If you are a superfan of TED talks this is the perfect article for you. But also for those who are not so familiar with this format, because TED “is a nonprofit devoted to spreading ideas, usually in the form of short, powerful talks (18 minutes or less). TED began in 1984 as a conference where Technology, Entertainment and Design converged, and today covers almost all topics – from science to business to global issues – in more than 100 languages. Meanwhile, independently run TEDx events help share ideas in communities around the world.”
TED talks cover a wide range of topics, but today we are going to focus on a specific one: work. We have selected three inspirational speeches that focus on the future of jobs:
- Will Automation Take Away Our Jobs?
- Why Jobs of the Future Won’t Feel Like Work.
- How We’ll Earn Money in a Future without Jobs
Let us begin with the first talk by David Autor, in which he points out some interesting facts about automation and its impact on our jobs. A paradox emerges: machines increasingly do our work for us, but this doesn’t make our labour redundant and our skills obsolete. Why are there still so many jobs? The speaker reminds us that automation creates wealth by allowing us to do more work in less time, and the challenge isn’t that we are running out of jobs but that many of them are not good jobs. What’s more, many citizens cannot qualify for the good jobs that are being created. Watch the full video of his talk to discover more about this topic.

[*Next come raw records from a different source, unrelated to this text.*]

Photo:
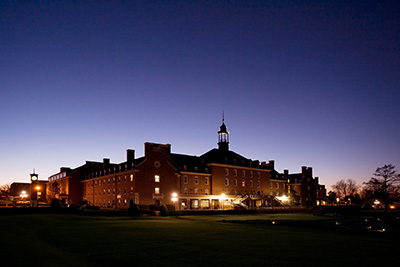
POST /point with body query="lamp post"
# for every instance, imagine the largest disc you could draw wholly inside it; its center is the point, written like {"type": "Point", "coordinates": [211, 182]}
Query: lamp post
{"type": "Point", "coordinates": [174, 199]}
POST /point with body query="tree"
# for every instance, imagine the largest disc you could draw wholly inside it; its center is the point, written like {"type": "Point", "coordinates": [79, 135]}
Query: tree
{"type": "Point", "coordinates": [345, 188]}
{"type": "Point", "coordinates": [384, 184]}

Now we move on to the second talk given by David Lee, regarding a possible jobless future. He cites the example of a self-driving car, then asks what is going to happen to the job of driver and how the people who once drove cars will evolve professionally. A recent study from Forrester Research goes as far as to predict that 25 million jobs might disappear over the next 10 years. Even though most jobs left the factory decades ago, we still hold on to this factory mindset of standardization and de-skilling. We still define jobs around procedural tasks and then pay people for the number of hours that they perform these tasks. We’ve created narrow job definitions like cashier, loan processor or taxi driver and then asked people to form entire careers around these singular tasks. David Lee believes that the jobs of the future will come from the minds of people who today we call analysts and specialists, but only if we give them the freedom and protection that they need to grow into becoming explorers and inventors.
The third talk is by Martin Ford, who poses an interesting question: how are we going to earn money in a future without jobs? You can imagine a future where we all have to work less, we have more time for leisure, more time to spend with our families, more time to do things that we find genuinely rewarding and so forth. That’s something that we should absolutely strive to move towards. But at the same time we have to be realistic, and we have to realize that we’re very likely to face a significant income distribution problem. In order to solve that problem, we’re ultimately going to have to find a way to decouple incomes from traditional work. One of the most important challenges that we all face in the coming years and decades is to build a future economy that works for everyone, at every level of our society. Don’t miss the full talk!